There is some evidence that the status of your name or institution affects the conclusions of peer review:
There have been many studies of bias - with conflicting results - but the most famous was published in Behavioural and Brain Sciences [14]. The authors took 12 studies that came from prestigious institutions that had already been published in psychology journals. They retyped the papers, made minor changes to the titles, abstracts, and introductions but changed the authors’ names and institutions. They invented institutions with names like the Tri-Valley Center for Human Potential. The papers were then resubmitted to the journals that had first published them. In only three cases did the journals realise that they had already published the paper, and eight of the remaining nine were rejected - not because of lack of originality but because of poor quality.

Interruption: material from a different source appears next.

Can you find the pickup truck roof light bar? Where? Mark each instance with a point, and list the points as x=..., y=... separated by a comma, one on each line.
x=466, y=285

The authors concluded that this was evidence of bias against authors from less prestigious institutions.
The solution sometimes proposed is double-blind peer-review – where the referee does not know whose article he/she is reviewing – which is seen as a way of ensuring that famous names and well-known colleagues do not have an easier time getting published than others. Daniel Lemire discusses a paper that found double-blind peer-review to actually hurts “outsiders” more than it leveled the playing field. Criticism also became harsher, and the quality increase was marginal at best.
Lemire concludes that transparency is better – interestingly, he makes the transparency argument against both the blinds in the double-blind: He seems to argue both that the author should be known to the referee, and that the referee and the review report should be known to the author:
But the best way to limit the biases is transparency, not more secrecy. Let the world know who rejected which paper and for what reasons.